I have a real Analysis question to ask: Let $X \subset \mathbb{R}$. Prove that every continuos function $ f: X \rightarrow \mathbb{R}$ is also uniform continuos if and only if $X$ satisfies these properties:
- $X$ is Closed.
- all limit points of $X$ are bounded. e.g $|p| \leq M$ for all limit points $p$ of $X$ and a real positive number $M$.

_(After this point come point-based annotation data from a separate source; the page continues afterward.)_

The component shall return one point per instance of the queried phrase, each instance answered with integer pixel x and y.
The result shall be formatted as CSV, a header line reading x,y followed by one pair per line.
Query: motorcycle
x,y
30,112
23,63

- There exists $ \delta >0$ such that for every $x,y \in X \backslash [-M , M ]$ with $x \neq y$ it follows that $|x-y| \geq \delta $
My attempt: I wanted to prove the $\Leftarrow$ first. so I suppose the 3 conditions are met. then I wanted to show that $f$ is uniform continuous. so that for every $\epsilon >0$ , there should exist a $ \delta > 0$ such that for every $x,y \in X$, if $|x-y| < \delta$ then $|f(x) - f(y)| < \epsilon$
So I tried to choose a $\delta$ which is mentioned in property 3. Then I had to check 3 cases :
- $x,y \in X \backslash [-M , M ]$ : obviously $|x-y| \geq \delta$ (as mentioned in property 3) so we don't check them anymore.

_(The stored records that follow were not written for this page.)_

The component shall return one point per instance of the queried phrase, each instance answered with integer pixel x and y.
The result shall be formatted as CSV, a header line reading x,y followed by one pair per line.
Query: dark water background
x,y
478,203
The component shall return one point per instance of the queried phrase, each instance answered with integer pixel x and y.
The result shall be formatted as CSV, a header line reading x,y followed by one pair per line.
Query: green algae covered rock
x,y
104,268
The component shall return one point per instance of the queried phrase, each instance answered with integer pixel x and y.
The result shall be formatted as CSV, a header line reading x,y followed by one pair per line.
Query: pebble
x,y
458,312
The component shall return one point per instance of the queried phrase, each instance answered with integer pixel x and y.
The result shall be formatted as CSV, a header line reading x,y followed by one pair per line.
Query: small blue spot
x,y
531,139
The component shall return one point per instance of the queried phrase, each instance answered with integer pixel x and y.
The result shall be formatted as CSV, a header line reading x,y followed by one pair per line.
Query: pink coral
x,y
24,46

- $x,y \in [-M , M ]$ : I think I've proved this one correctly. because $[-M , M]$ is close and bounded, then it is compact. since $f$ is continuous , then $f$ is uniform continuous on $[ -M , M]$.
- either $x$ or $y$ lies in $X \backslash [-M , M]$ : I got stuck in this case and I don't know how to proceed.
Also I thought about the $\Rightarrow$ but I couldn't prove it neither.